HWA security officers unpaid, checks bounce www.privateofficer.com
The state has frozen payments on its contract with HWA, Inc., a Seattle-based private security company that already has lost its federal contracts after employees complained their paychecks bounced.
HWA has had a contract to provide security for 25 state-run liquor stores.
HWA reportedly owes hundreds of thousands of dollars in pay to nearly 200 guards who worked at Army Corps of Engineers dams on the Columbia River system and in federal buildings, including federal courts, in Eastern Washington.
Federal officials fired HWA in early September.
Security guards in the Richland Federal Building and at other federal offices have complained they have gone unpaid for several weeks and have had their paychecks bounce, causing them severe financial problems.

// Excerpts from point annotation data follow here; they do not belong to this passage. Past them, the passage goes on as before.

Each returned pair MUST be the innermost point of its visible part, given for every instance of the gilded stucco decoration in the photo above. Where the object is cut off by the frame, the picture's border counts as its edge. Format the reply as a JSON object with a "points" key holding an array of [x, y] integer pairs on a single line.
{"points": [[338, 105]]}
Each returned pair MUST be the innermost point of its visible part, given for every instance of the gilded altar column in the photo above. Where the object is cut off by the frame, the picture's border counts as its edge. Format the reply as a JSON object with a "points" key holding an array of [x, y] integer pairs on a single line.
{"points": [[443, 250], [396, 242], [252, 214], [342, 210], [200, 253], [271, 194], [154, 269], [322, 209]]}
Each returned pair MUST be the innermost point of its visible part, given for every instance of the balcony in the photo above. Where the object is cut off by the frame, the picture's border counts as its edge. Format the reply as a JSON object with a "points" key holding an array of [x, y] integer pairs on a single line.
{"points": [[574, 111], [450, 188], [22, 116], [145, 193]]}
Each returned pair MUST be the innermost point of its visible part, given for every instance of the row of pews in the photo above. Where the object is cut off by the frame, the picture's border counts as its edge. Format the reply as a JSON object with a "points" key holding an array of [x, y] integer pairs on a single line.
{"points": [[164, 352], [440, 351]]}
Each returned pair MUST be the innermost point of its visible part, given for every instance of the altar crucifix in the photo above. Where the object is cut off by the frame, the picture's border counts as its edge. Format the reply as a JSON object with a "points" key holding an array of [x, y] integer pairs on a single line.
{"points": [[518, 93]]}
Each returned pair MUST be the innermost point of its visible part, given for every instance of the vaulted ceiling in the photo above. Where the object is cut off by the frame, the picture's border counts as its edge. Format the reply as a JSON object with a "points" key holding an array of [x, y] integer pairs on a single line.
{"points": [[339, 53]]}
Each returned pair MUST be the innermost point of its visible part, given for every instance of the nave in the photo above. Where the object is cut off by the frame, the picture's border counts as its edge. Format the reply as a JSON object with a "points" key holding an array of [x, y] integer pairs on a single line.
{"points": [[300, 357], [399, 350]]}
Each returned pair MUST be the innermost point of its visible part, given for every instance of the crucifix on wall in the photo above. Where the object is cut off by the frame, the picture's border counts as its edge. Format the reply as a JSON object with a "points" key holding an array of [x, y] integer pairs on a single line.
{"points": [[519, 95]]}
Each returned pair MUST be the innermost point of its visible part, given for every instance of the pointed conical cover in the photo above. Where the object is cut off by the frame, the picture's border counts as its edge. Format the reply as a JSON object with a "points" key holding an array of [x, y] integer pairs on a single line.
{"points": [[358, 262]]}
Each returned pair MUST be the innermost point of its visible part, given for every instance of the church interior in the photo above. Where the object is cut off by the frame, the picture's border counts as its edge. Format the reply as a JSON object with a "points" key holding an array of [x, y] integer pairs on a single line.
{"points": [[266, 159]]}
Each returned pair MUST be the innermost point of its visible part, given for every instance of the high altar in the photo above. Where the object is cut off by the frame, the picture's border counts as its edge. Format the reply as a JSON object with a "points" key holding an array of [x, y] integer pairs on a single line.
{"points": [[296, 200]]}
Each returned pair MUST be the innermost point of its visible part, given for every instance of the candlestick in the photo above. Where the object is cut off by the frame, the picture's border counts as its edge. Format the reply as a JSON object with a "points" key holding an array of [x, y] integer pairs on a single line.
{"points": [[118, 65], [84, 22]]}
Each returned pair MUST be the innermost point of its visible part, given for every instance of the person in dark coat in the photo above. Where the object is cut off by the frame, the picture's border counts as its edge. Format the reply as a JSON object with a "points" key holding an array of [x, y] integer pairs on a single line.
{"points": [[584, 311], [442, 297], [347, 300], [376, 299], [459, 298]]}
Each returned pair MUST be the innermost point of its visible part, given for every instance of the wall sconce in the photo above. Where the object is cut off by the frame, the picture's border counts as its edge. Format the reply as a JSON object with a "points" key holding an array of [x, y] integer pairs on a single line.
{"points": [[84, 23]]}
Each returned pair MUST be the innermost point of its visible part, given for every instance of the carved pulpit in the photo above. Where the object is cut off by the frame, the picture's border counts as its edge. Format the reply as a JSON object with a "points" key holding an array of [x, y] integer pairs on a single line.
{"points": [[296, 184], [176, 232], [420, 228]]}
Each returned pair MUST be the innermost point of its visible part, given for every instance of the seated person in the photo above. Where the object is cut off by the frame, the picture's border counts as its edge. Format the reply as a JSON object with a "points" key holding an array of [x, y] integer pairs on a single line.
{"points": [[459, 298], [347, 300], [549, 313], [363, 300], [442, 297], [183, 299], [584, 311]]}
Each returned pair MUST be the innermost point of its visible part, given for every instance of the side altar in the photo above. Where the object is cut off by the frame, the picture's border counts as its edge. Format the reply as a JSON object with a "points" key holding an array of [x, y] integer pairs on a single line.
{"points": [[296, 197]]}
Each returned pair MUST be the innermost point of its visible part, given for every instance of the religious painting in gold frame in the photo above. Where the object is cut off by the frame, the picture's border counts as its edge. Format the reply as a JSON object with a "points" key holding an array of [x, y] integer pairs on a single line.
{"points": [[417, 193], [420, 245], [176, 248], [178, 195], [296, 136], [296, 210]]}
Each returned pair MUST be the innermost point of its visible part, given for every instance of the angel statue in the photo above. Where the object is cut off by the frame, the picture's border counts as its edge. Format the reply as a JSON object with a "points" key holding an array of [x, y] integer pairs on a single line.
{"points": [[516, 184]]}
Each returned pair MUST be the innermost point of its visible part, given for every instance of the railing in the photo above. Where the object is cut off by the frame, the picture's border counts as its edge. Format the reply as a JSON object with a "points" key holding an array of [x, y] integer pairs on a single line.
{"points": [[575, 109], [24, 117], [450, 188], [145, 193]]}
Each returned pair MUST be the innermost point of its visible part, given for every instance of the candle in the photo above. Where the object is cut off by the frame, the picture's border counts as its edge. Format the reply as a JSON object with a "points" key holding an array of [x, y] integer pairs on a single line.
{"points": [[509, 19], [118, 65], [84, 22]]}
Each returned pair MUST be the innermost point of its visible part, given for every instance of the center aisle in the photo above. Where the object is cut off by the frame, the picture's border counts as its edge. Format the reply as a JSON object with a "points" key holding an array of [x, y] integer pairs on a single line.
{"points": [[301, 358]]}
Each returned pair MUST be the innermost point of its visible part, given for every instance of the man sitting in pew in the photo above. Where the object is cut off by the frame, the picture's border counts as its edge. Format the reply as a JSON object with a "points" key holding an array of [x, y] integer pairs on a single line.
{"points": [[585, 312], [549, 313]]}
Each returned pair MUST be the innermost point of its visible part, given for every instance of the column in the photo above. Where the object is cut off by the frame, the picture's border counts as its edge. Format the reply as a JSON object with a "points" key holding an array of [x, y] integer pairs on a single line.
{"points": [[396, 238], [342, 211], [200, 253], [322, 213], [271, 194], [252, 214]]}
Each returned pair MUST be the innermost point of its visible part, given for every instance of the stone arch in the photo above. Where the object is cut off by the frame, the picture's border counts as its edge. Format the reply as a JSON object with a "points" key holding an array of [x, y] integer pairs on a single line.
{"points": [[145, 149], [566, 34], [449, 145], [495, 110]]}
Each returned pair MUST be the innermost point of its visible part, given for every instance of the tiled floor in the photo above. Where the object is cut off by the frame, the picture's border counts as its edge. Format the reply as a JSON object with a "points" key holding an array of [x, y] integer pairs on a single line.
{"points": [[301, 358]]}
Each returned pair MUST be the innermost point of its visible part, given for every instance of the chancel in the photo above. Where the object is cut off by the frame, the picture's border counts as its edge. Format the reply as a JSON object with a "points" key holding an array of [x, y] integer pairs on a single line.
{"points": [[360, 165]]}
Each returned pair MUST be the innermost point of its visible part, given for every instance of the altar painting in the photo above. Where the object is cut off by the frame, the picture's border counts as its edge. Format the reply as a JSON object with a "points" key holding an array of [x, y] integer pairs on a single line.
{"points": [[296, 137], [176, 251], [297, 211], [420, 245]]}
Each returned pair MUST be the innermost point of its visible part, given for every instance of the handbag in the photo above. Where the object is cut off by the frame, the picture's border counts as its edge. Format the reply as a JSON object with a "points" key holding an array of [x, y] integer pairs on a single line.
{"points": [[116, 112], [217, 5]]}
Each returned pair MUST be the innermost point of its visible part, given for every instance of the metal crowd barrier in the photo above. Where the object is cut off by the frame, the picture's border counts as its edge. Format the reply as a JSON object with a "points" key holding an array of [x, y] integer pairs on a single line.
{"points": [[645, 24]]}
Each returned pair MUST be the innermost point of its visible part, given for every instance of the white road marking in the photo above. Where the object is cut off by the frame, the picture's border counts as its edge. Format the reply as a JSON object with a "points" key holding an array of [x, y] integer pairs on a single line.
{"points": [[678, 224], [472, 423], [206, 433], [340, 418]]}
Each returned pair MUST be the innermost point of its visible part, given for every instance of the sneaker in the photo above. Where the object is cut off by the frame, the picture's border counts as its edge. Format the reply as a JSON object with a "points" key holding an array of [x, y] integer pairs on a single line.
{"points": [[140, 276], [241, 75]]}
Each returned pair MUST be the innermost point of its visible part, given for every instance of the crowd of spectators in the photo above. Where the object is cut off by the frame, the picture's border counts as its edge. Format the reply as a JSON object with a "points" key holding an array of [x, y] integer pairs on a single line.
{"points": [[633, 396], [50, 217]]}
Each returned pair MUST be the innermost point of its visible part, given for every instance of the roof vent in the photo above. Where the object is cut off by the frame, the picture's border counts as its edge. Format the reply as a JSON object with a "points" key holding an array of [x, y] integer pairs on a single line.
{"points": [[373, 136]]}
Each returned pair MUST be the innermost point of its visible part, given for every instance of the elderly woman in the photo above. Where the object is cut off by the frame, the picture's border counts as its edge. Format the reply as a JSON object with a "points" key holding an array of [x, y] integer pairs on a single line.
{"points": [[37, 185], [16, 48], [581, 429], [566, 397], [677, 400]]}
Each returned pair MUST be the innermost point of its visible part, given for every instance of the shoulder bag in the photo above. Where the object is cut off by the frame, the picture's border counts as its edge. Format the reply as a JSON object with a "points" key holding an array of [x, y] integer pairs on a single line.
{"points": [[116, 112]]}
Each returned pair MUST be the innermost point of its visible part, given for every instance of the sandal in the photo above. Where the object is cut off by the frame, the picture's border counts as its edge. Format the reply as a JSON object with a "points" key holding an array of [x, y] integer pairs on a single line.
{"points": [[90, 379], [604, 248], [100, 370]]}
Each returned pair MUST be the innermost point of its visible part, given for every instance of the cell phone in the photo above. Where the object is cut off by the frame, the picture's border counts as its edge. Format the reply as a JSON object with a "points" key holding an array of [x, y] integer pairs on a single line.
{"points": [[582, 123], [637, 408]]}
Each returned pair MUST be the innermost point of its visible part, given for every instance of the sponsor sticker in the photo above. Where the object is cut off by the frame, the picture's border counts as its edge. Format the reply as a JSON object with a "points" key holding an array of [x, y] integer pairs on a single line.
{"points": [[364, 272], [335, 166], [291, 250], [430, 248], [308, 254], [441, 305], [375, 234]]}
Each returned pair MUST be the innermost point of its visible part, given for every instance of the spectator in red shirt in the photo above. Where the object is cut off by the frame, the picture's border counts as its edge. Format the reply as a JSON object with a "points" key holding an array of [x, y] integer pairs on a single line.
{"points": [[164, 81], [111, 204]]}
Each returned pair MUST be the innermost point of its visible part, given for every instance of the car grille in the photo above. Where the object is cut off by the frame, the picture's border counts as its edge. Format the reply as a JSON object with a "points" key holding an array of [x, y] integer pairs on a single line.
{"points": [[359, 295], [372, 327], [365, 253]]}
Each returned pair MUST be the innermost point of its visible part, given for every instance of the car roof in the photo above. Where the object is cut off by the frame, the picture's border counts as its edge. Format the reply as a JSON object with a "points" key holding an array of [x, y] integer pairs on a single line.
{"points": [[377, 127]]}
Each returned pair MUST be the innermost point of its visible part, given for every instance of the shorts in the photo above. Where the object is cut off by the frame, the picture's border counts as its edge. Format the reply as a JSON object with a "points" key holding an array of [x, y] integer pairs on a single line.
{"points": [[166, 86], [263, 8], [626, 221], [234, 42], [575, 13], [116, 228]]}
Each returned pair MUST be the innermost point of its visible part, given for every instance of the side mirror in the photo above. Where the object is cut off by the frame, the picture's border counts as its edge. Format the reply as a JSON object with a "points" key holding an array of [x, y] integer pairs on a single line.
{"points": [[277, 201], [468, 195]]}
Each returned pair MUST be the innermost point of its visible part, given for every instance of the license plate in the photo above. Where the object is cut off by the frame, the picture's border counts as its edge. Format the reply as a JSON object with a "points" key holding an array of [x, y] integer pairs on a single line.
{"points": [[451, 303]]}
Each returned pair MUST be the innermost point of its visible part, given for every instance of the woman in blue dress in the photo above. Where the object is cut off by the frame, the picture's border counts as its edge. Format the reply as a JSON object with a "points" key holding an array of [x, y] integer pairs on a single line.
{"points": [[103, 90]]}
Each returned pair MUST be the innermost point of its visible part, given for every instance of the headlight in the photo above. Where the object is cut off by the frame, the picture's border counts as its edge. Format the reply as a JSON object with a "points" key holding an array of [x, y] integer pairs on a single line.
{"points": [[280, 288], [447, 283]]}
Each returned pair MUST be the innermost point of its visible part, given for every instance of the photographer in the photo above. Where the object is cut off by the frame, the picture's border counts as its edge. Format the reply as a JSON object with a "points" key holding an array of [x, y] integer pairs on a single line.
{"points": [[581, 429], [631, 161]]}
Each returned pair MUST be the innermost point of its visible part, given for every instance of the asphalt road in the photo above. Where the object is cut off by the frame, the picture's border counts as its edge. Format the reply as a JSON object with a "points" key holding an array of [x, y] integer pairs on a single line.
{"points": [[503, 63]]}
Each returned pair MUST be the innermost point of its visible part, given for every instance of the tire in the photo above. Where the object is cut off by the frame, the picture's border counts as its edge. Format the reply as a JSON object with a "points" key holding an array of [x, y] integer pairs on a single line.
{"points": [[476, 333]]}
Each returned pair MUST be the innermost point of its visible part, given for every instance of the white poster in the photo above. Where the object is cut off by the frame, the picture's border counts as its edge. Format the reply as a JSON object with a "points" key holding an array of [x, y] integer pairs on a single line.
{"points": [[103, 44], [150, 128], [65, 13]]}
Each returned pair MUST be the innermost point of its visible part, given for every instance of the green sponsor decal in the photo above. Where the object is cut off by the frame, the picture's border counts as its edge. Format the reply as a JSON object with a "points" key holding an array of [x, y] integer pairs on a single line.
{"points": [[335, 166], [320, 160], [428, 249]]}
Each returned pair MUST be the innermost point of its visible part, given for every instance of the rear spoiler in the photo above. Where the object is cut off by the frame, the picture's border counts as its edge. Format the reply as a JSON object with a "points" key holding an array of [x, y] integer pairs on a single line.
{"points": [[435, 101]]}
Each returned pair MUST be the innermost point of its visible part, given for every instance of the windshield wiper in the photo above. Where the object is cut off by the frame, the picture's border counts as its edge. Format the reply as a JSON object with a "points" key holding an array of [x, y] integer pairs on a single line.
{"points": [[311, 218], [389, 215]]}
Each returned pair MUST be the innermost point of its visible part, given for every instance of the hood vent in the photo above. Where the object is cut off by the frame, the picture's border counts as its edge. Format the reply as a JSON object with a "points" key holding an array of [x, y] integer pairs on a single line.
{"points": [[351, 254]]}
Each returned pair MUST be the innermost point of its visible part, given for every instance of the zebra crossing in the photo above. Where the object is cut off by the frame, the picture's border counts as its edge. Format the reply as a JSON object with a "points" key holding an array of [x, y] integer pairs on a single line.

HWA still has a one-year contract for $408,999 with the state Liquor Control Board, said Brian Smith, spokesman for the agency, but there is a “hold” on money owed under that contract.
Smith said the order to stop “continuing payments” came from the state Department of Revenue.
HWA’s owners, J. Thomas Wood and his wife Barbara Wood of Lake Forest Park, have not answered repeated calls from the Herald to their business, their $1.6 million home and their personal cell phones.
A Department of Revenue spokesman confirmed Monday that a stop order on contract payments to HWA has been issued but could not immediately say why.
“It probably is unpaid business and occupation taxes,” said Mike Gowrylow. Washington collects the tax as 0.5 percent on gross receipts, he explained.
The Herald learned that HWA renewed its expiring security guard license by Monday, the first business day after it was due to expire last Friday. It originally was issued Sept. 25, 2000.
Jerry Adams, who has worked for HWA for 11 months as a liquor store security guard, said he was watching Friday to see if the license would expire because that could affect his job.
“Somehow, I don’t know how, they got it renewed over the weekend,” he said.
The Herald also discovered state records show the adult son of HWA’s owners obtained a security guard license for a new company called TRO Security days after HWA lost its federal contracts. The new company’s principal security guard is Otis Williams, who held the same position with HWA. The two companies also have the same address on Fairview Avenue in Seattle.
Adams said the fact that the son is a junior with the father’s name, that the two companies are suite neighbors in the building owned by the father and that Williams holds the principal guard job for both companies shows they are the same.
“The veil they’ve created is so flimsy,” said Adams, a longtime private investigator in Seattle who closed his business to take the security job as a way to ease into retirement.
HWA’s website claims it has provided security for more than two dozen federal facilities in Manhattan, N.Y.
A call to HWA’s phone number at its New York office on the Federal Plaza revealed that number no longer is in service.